Yes siree, we’re serious folk here in Bakersfield, Kern County’s largest city. We strive to be Number 1 in whatever we do.

We’re Number 1 in carrots. We produce eight of every ten carrots produced in the USA.

We’re Number 1 in California oil production, (13th in US oil production), pumping three-quarters of all oil in California.

We’re on top and we know how to stay there too.

For the past five years we’ve led the entire country with the worst level of year-round particle pollution. Yes, Bakersfield is again Number Eins in air pollution. We again topped laggards like Los Angeles and Houston.
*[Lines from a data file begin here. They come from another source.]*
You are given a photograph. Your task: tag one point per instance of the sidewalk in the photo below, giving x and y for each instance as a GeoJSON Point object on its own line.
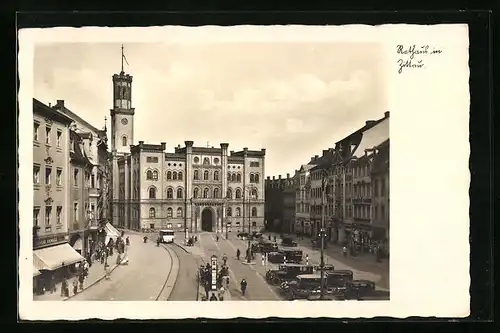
{"type": "Point", "coordinates": [96, 274]}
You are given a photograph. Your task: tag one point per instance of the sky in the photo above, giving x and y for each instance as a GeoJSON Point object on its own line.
{"type": "Point", "coordinates": [294, 99]}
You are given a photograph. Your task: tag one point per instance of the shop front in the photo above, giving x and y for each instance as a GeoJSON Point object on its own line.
{"type": "Point", "coordinates": [53, 259]}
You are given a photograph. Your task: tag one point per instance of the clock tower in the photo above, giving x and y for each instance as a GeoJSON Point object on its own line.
{"type": "Point", "coordinates": [122, 113]}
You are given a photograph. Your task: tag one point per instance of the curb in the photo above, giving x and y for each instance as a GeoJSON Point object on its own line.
{"type": "Point", "coordinates": [92, 284]}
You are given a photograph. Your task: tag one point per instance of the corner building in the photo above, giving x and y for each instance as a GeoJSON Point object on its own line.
{"type": "Point", "coordinates": [194, 188]}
In the most recent State of the Air report from that leftist, radical organization, the American Lung Association, Bakersfield tops two of its three charts.

Bakersfield Air Quality Ranking

  • Ranked 1 worst for 24-hour particle pollution out of 223 metropolitan areas
  • Ranked 1 worst for annual particle pollution out of 204 metropolitan areas
  • Ranked 3 worst for high ozone days out of 228 metropolitan areas behind only Los Angeles and Visalia, California.
Bakersfield 2023 Air Pollution Particulate

The Lung Association has been analyzing data from official air quality monitors to compile its State of the Air report for the past 25 years. And Bakersfield has been reliably among the finalists.

Here’s what the report has to say about Bakersfield and pollution rival Los Angeles.

“. . . the metropolitan areas that ranked worst in the country for each of the three pollutant measures were unchanged from last year’s report. Bakersfield, California topped the list for worst short-term particle pollution again this year. Bakersfield also continued as the metropolitan area with the worst level of year-round particle pollution for the 5th year in a row. Los Angeles remains the city with the worst ozone pollution in the nation, as it has been in 24 of the 25 years of reporting in “State of the Air”– even though city residents are exposed to unhealthy levels of ozone an average of 55 days a year fewer than now than they were in 2000.”

We’re Number 1 and with the slow rate of EV adoption in Kern County, we expect to remain top of the air pollution charts next year as well. (Last year only 11% of new car sales in Kern County were EVs versus the state-wide average of 25%).

For those who don’t think air pollution harms real people or believe these numbers are simply sterile statistics, they’re invited to one of our monthly Parkinson’s Disease Support Group meetings. There they can meet people who lived and worked here in Parkinson’s Alley and breathed Bakersfield’s polluted air.

Not surprisingly, April is Parkinson’s Awareness Month.